A humanidade carrega até os dias atuais as chagas trágicas da discriminação racial. Além da ausência concreta de representatividade dos homens e das mulheres negras nas esferas públicas de poder, a não ocorrência de políticas sociais adequadas, no Brasil, tornou a realidade de boa parte da população negra excludente e desigual. Poder-se-ia invocar uma evolução em relação a outros tempos, mas o que se vê, em realidade, é a continuação velada das mais diversas formas de opressão racial. Episódios recentes indicam que os racistas seguem firmes e surgem de tempos em tempos para destilar ódio e preconceito disfarçados de piadas aceitas entre seus pares.
Mais de 130 anos após o fim da escravidão, as ocorrências raciais demonstram que há um aprofundamento da violência contra o negro no país. Mesmo com evoluções legislativas que alteraram há 30 anos a tipificação do racismo para crime, além do mandado da Carta Cidadã que o impõe como inafiançável e imprescritível, persiste o mito de que há uma democracia racial no país e existem, ainda, os que abraçam a ideia de que o mérito deveria nortear as ações raciais, em nome de uma inexistente igualdade constitucional puramente formal.
Não há nenhuma dificuldade em se constatar que a atrasada abolição da escravatura do país não seguiu acompanhada de nenhuma política racional de integração. Basta analisar os dados sociais de violência, economia e moradia para constatar o abissal distanciamento entre brancos e negros. A ocupação de espaços de poder, por sua vez, reflete toda essa extensa prática histórica discriminatória, tendo em vista que a insuficiente presença de negros nas posições de visibilidade gera uma sensação de não-pertencimento e distanciamento entre eles. Um quadro que parece não se alterar substancialmente com o passar dos anos.
Um olhar mais acurado revela que as evoluções nesse sentido foram insuficientes. A despeito da criminalização e das campanhas de conscientização, as práticas cotidianas de racismo seguem a todo vapor. Recentemente, nos Estados Unidos, o jovem negro AhmaudAubery foi assassinado a sangue frio enquanto se exercitava por ser confundido com um assaltante. No Rio de Janeiro, o garoto João Pedro foi morto com um tiro na barriga em uma operação policial — mais um na estatística de extermínio constante dos jovens negros de periferia. Para completar os lamentáveis exemplos, uma adolescente negra foi alvo de uma série de insultos criminosos no colégio única e exclusivamente pela cor da sua pele — o que envolveu desde sentenças como “quanto mais preto, mais preju” até o desumano “ela não é gente”.
É indiscutível que a escravidão teve fim apenas formalmente, mas continua a existir, agora sob roupagem diferente.

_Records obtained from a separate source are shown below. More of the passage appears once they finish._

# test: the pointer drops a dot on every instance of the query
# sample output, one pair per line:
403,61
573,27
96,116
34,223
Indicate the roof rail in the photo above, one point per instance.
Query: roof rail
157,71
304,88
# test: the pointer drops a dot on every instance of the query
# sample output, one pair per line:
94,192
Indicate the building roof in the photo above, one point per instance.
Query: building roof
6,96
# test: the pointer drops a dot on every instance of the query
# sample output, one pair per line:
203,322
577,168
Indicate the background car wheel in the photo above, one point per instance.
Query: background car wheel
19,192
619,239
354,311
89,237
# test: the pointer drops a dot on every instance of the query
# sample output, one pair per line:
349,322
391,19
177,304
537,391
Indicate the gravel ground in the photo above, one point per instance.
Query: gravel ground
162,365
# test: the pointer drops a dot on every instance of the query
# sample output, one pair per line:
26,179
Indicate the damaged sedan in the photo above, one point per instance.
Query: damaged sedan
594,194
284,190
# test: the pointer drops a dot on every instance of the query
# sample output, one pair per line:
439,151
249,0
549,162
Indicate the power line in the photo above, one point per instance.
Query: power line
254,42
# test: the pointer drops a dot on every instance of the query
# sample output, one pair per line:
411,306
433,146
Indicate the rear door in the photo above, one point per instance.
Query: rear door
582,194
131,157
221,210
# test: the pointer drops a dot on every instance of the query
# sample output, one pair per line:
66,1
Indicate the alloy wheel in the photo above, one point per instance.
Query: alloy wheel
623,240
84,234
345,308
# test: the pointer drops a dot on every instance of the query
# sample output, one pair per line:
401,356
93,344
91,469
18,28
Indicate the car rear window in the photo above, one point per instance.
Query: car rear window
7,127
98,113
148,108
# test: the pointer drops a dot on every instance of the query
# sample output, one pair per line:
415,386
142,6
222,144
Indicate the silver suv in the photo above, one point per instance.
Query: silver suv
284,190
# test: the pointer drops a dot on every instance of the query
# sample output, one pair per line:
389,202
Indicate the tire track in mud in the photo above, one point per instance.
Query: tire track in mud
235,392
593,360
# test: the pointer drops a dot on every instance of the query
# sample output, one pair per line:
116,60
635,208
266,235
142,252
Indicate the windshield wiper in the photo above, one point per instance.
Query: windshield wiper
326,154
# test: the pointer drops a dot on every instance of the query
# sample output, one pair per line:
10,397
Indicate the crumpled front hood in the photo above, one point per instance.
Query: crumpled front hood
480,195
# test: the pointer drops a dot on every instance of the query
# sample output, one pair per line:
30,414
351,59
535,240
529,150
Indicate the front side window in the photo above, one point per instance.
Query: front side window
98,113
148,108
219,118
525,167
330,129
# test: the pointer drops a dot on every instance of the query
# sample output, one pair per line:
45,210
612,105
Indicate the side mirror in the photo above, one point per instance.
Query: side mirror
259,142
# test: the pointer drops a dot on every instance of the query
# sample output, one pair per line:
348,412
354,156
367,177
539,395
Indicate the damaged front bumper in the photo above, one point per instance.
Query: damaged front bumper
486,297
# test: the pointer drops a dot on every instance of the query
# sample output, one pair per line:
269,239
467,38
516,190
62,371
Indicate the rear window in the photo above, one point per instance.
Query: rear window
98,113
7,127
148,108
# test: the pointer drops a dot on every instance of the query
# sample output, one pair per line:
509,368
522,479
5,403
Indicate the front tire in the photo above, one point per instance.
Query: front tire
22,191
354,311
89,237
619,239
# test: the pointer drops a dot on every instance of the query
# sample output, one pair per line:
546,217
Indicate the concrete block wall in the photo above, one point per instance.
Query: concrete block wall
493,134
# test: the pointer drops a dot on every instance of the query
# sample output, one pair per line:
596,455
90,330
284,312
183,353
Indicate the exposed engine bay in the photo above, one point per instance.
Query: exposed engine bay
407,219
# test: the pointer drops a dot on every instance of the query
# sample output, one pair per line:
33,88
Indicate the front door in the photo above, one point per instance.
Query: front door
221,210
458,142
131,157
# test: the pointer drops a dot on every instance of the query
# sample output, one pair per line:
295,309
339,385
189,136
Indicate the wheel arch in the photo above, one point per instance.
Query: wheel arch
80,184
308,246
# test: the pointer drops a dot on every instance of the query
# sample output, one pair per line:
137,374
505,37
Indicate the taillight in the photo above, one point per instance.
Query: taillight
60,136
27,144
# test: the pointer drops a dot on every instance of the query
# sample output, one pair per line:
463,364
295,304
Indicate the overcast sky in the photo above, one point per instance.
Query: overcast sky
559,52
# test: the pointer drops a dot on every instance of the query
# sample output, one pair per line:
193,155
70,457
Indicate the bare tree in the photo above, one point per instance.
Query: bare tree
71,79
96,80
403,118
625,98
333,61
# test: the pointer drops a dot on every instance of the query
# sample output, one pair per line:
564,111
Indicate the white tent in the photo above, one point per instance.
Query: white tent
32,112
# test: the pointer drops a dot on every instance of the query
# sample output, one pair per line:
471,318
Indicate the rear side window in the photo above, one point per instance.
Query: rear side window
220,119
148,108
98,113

Ainda que haja múltiplos esforços no intuito de dirimir as ocorrências de crimes raciais, a realidade evidencia que mesmo as políticas afirmativas estão longe de resolver o problema — tanto de representatividade quanto de preconceito. A discriminação racial, como a pandemia, é um mal invisível que está impregnado no convívio humano. E, infelizmente, não são notas de repúdio ou alertas nas redes sociais que irão mudar essa triste realidade histórica. Para o coronavírus, pelo menos, há uma expectativa de cura ou vacina.